Il faut suivre un étroit sentier qui agrippe la pente et laisse sur sa droite maisons et granges éventrées qu’un groupe de jeunes sous-préfecturiens avaient achetées dans le but de les réhabiliter mais qui vite renoncèrent devant l’ampleur de la tâche ; un sentier d’abord obstrué par les orties qu’il faut abattre à la canne ferrée avant qu’elles ne cèdent place aux buis odorants et qu’on ne débouche, sans autre avertissement, sur une manière d’étrave (la parcelle 1017) d’où le regard décolle vers l’immensité du ciel. La parcelle 1018, qui la prolonge, s’étire comme une lande, silencieuse, unique, solitaire, aux dimensions d’éternité, d’où la vue, qui fuit vers le nord, découvre des collines qui moutonnent jusqu’à la ville Rose dont on voit, par nuits claires, l’aura au-delà des escarpements de Durban et de Montseron et du piton du Carla-le-Comte (ainsi l’appelait-on alors) d’où Pierre Bayle contemplait les austères étoiles avant de remettre la comète à sa vraie place dans l’univers. Au loin, tout en bas, se blottit une ferme au milieu d’une armée de sapins rachetés, paraît-il, dix mille nouveaux francs l’ha, par la REFAS. (Vers l’ouest, du côté de l’océan, de minces nuages s’effilochent à l’approche des montagnes.)
La fermière, ramenée de Silésie par un ancien prisonnier de guerre, vous interpelle dans le patois d’oc en une langue que lui envieraient tous les soi-disant spécialistes d’un charabia occitanien savamment préfabriqué et revendu au prix fort par les marchands du Temple des Instituts théologiques bien pensants. Un merisier tend une branche chargée de boules rouges au passant qui progresse vers l’angle ombreux. Halte, cinq minutes d’arrêt-cerises auprès d’une fontaine-bassin autour de laquelle les troupeaux ont imprimé, dans la boue humide, la marque de leurs sabots ferrés.

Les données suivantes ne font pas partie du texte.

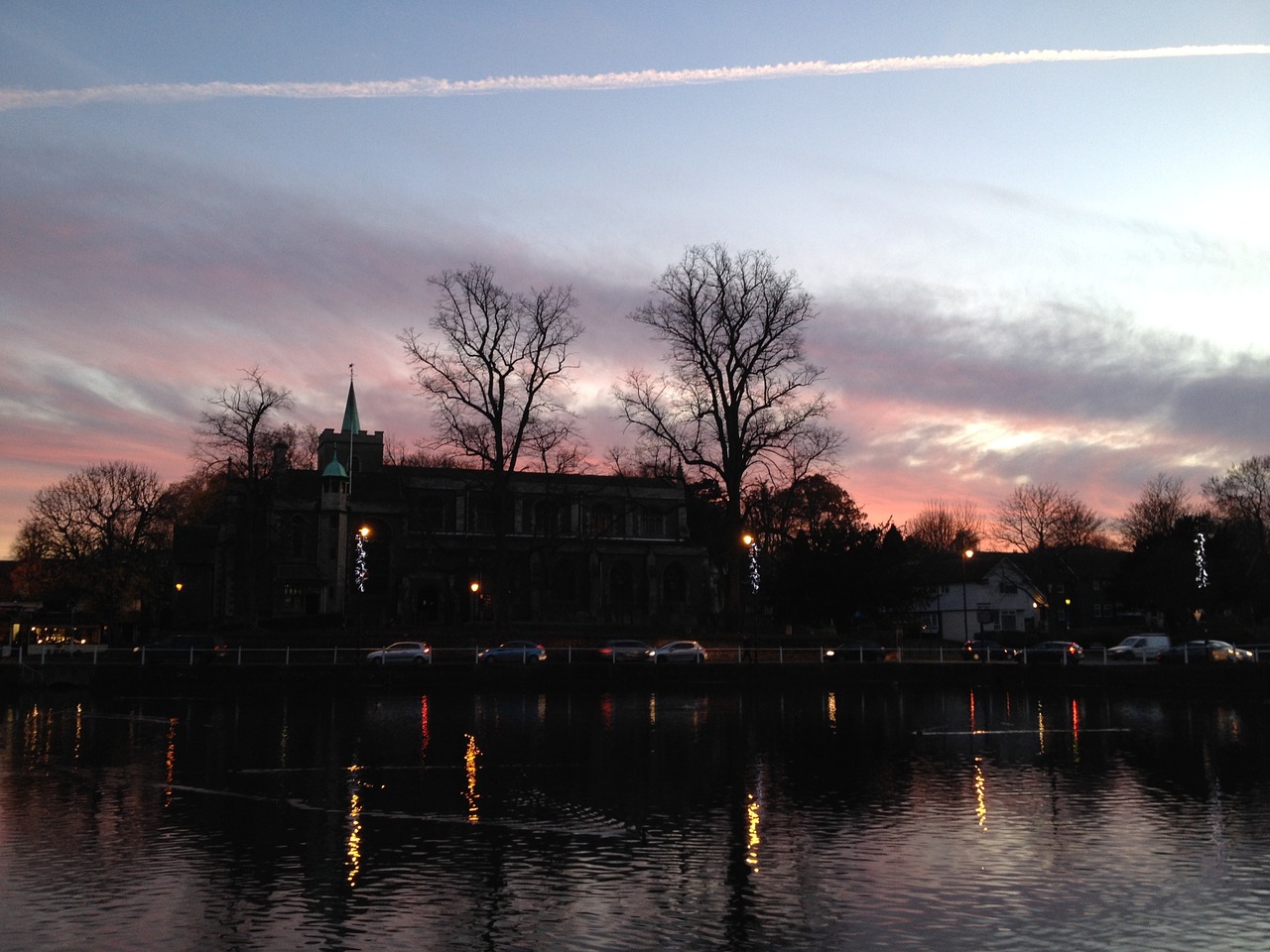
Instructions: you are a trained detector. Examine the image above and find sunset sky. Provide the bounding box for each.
[0,0,1270,556]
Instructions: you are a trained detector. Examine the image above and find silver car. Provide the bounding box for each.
[476,641,548,663]
[653,641,708,663]
[366,641,432,665]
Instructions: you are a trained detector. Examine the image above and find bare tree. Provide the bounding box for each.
[1203,456,1270,536]
[994,482,1107,552]
[194,367,294,482]
[1119,472,1194,548]
[613,244,842,607]
[15,462,172,623]
[399,264,581,473]
[399,264,581,625]
[904,499,984,552]
[1203,456,1270,594]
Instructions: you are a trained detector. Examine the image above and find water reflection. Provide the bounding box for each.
[0,686,1270,952]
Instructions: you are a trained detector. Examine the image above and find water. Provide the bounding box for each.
[0,686,1270,952]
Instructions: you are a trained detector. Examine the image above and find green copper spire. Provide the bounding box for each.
[339,364,362,432]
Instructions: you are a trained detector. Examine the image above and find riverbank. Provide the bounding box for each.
[0,654,1270,699]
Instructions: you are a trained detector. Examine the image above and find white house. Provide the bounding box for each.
[917,552,1049,643]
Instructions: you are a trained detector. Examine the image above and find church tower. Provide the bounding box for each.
[318,364,384,479]
[318,364,384,612]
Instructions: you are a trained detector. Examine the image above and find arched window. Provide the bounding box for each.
[287,513,305,558]
[589,503,626,536]
[608,558,635,606]
[552,556,577,602]
[662,562,689,604]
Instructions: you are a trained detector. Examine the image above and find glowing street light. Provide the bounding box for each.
[961,548,987,645]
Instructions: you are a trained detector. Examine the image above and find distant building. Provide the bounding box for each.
[916,548,1142,644]
[173,384,715,631]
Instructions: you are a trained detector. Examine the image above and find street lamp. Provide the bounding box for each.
[961,548,969,658]
[740,532,759,661]
[353,526,371,660]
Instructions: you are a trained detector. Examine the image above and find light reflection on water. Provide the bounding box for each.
[0,688,1270,952]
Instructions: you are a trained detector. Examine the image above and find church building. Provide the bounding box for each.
[177,381,716,634]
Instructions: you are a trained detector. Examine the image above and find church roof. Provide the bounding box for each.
[339,381,362,432]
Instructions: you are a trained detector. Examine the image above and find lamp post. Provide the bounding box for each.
[353,526,371,661]
[961,548,969,660]
[740,532,759,661]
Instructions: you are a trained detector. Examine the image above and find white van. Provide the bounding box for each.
[1107,635,1169,661]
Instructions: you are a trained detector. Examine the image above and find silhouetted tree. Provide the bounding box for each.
[399,264,581,626]
[904,499,983,552]
[1120,472,1192,548]
[1203,456,1270,622]
[613,244,840,619]
[194,367,294,482]
[14,461,172,635]
[993,482,1107,552]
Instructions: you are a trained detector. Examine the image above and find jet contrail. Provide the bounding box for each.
[0,44,1270,112]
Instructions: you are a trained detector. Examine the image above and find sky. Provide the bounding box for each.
[0,0,1270,554]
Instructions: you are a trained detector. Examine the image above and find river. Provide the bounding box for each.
[0,684,1270,952]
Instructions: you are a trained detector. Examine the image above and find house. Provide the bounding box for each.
[917,548,1142,644]
[916,552,1049,643]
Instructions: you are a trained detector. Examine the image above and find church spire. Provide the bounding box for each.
[340,364,362,435]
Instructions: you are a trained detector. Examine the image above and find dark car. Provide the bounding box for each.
[1158,639,1256,663]
[961,639,1016,661]
[476,641,548,663]
[132,635,230,663]
[825,641,895,663]
[1017,641,1084,663]
[599,639,657,663]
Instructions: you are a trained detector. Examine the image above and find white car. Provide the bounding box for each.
[1107,635,1170,661]
[366,641,432,663]
[653,641,708,663]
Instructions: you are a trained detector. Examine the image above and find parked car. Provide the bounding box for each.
[132,635,230,663]
[366,641,432,663]
[961,639,1016,661]
[1015,641,1084,663]
[476,641,548,663]
[1107,635,1169,661]
[825,641,897,662]
[599,639,657,663]
[1160,639,1256,663]
[653,641,708,663]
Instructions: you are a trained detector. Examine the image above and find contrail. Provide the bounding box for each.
[0,44,1270,112]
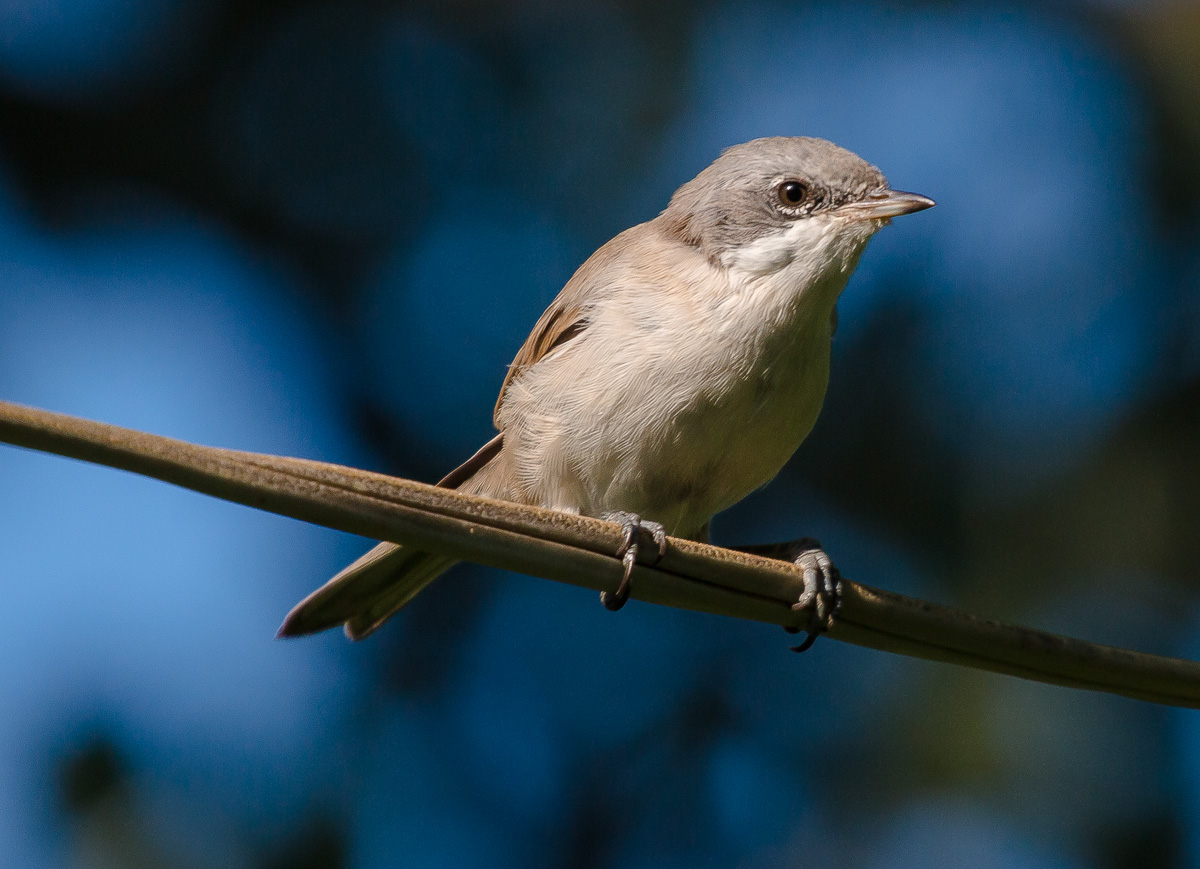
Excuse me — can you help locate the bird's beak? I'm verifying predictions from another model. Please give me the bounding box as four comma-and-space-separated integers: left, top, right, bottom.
838, 190, 937, 220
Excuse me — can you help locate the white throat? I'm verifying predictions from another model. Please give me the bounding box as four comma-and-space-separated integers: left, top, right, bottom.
720, 215, 882, 316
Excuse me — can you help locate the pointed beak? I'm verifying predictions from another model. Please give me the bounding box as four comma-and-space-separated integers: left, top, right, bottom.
838, 190, 937, 220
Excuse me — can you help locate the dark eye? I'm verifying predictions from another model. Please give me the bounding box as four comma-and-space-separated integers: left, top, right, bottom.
779, 181, 809, 206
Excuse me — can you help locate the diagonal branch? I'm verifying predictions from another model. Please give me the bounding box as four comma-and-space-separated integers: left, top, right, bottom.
7, 402, 1200, 708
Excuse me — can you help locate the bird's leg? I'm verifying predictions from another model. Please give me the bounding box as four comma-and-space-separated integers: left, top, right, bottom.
600, 510, 667, 612
737, 537, 841, 652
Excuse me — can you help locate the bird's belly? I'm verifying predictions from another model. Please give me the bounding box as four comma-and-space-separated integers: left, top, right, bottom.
584, 333, 829, 537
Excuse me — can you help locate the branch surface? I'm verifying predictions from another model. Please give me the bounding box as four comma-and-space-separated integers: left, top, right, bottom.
7, 401, 1200, 708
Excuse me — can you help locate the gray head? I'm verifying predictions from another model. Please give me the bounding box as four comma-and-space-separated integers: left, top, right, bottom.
661, 136, 934, 259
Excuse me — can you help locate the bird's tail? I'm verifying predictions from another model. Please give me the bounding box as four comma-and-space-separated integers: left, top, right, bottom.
278, 435, 508, 640
278, 543, 458, 640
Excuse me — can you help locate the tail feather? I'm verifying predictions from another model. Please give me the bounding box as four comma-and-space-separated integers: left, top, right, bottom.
277, 433, 506, 640
278, 543, 456, 640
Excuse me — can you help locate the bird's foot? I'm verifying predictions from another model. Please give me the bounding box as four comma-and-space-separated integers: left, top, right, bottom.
778, 538, 841, 652
600, 510, 667, 612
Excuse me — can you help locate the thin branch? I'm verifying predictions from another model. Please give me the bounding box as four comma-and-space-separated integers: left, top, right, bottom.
7, 402, 1200, 708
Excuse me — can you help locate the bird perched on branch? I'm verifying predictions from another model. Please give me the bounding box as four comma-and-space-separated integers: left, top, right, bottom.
280, 137, 934, 641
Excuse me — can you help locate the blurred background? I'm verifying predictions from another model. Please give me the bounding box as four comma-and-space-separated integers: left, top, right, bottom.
0, 0, 1200, 869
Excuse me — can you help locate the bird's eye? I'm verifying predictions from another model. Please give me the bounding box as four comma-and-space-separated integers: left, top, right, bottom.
779, 181, 809, 208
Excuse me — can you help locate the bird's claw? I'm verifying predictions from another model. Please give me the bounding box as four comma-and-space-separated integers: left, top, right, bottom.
788, 538, 841, 652
600, 511, 667, 612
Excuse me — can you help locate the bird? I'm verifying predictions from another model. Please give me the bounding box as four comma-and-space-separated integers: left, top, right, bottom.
280, 137, 935, 643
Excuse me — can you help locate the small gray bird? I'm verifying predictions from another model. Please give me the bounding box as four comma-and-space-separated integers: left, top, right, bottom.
280, 137, 934, 641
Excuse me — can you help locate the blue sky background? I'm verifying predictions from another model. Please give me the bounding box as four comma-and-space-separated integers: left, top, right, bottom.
0, 0, 1200, 869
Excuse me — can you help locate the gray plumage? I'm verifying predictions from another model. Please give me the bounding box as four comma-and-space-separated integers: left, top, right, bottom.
280, 137, 932, 639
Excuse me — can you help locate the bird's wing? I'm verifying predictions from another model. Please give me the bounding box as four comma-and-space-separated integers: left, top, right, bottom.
485, 295, 587, 424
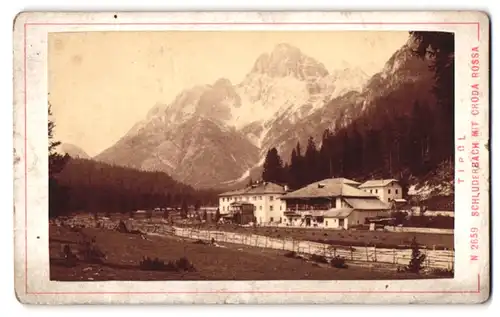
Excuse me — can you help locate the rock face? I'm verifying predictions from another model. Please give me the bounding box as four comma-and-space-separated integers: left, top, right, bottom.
96, 38, 432, 187
59, 143, 90, 159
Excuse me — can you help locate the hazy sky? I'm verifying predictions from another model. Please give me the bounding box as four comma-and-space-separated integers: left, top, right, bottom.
49, 31, 408, 155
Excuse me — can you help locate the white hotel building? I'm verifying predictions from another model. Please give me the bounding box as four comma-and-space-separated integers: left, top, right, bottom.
219, 182, 287, 224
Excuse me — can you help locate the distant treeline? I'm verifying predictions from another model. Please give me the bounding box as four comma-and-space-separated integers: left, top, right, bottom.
49, 158, 218, 216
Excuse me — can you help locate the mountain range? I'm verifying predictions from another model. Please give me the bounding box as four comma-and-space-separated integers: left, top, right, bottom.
95, 37, 433, 188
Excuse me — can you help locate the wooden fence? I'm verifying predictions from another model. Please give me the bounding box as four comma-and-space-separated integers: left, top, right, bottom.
56, 218, 455, 269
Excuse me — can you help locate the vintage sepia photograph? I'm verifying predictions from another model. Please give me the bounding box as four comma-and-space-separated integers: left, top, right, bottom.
47, 29, 455, 281
13, 12, 490, 304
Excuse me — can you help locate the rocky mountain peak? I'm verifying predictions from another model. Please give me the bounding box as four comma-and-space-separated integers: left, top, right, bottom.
252, 43, 328, 80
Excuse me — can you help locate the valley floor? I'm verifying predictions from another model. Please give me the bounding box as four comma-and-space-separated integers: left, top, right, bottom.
178, 223, 454, 250
49, 225, 442, 281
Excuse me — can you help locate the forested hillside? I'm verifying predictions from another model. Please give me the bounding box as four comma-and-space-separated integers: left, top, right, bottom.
262, 32, 454, 195
50, 159, 217, 214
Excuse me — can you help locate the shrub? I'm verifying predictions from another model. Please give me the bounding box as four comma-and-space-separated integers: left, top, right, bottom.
175, 257, 195, 272
139, 257, 195, 272
80, 238, 106, 264
407, 237, 425, 273
311, 254, 328, 263
63, 244, 78, 267
139, 257, 171, 271
116, 220, 130, 233
432, 268, 455, 277
330, 255, 348, 269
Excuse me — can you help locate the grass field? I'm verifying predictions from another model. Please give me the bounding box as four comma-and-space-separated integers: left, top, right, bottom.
178, 224, 454, 250
49, 225, 436, 281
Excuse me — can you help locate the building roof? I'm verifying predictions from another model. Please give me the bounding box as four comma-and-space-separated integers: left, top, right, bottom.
359, 178, 398, 188
219, 182, 286, 197
345, 197, 391, 210
323, 208, 354, 219
332, 177, 361, 186
230, 201, 255, 207
281, 178, 375, 199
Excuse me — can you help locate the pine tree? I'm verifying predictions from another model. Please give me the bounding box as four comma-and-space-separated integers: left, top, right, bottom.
262, 148, 284, 184
48, 103, 70, 218
181, 200, 188, 219
304, 137, 319, 184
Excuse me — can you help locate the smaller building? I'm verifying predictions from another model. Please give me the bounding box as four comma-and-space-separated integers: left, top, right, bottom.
219, 182, 287, 224
281, 178, 391, 229
221, 202, 255, 225
324, 208, 356, 229
358, 179, 403, 203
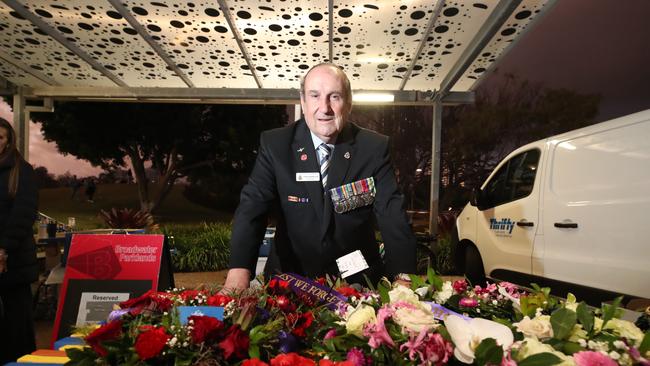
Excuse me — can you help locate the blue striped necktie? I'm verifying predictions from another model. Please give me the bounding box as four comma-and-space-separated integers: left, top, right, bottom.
318, 143, 332, 188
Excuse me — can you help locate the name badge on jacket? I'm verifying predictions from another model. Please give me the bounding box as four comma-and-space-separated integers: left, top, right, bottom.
296, 172, 320, 182
329, 177, 377, 213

L’eau tombe, goutte à goutte, sur la mousse, lisse les pierres, attire les oiseaux qui piaillent et se chamaillent autour de ce tabernacle feuillu, espèce de dent du Boudha que, à Kandhi, l’on atteint après avoir soulevé des pans et des pans de lourdes tentures rougeâtres et sur laquelle veillent trois énormes bonzes de chair dont la toge s’agite au passage des étrangères blondes.
A gauche de la fontaine, sur une parcelle voisine, Monsieur l’Escoussière signale une entrée de mine, en partie obstruée mais exploitée aux commencements de la guerre 39/45 : “du manganèse”, insiste-t-il et il connaît la musique puisque l’une des bornes de la concession minière a été plantée tout contre le mur de sa maison ... D’ailleurs les meilleures piles (1,5 volts longue durée) pour magnétophone portatif japonais miniature, selon M. le Vendeur, les toutes dernières meilleures sorties du cerveau chimico-humain au profit de Monsieur l’Acheteur, ne sont-elles pas justement les piles au manganèse ? Pour bien tomber, ça tombe bien et foin de l’audition de ces voix du passé (disques Pathé Frères), des “chœurs de Faust” ou du “Fiacre” d’Yvette Guilbert qui débouchait trottinant du pavillon nasillard d’un phonographe dont le desservant de la Paroisse tournait métronomiquement la manivelle. “Prolonge mes jours, ô Jupiter ; multiplie le nombre de mes années !”, car sous la toge ou sous la cuirasse, il faut agir vite. Annibal avait franchi les Alpes en dissolvant les roches avec du vinaigre pour frayer la voie à ses éléphants d’Ethiopie (le vin n’ayant pas supporté les vents chauds et l’altitude) tandis que, serrés en phalanges et à l’abri de leurs boucliers, ses légionnaires osaient tout.
La maison du voisin - 31 juillet, Parcelle 89
La maison du voisin, solide cube de pierres rouges, a été vendue au mois de juin à des gens de La Rochelle pour la somme de onze millions cinq cent mille anciens francs, maritimes acquéreurs qui s’étonnèrent de ne pas voir le téléphone dûment installé mais qui, au tout dernier moment, raccrochèrent car ils ne réussirent pas à rassembler la somme dans son immédiate totalité. Les postulants suivants, Germains, eux, y parvinrent et s’installèrent dans les lieux avec leur blonde chevelure tressée, réunie en gerbe sur la tête et dont le régime nuptial impressionnait tellement le César des Commentaires et aussi leur grosse voisine de l’Oustalot qui prétend que leurs toilettes consistent précisément en l’absence de toutes toilettes.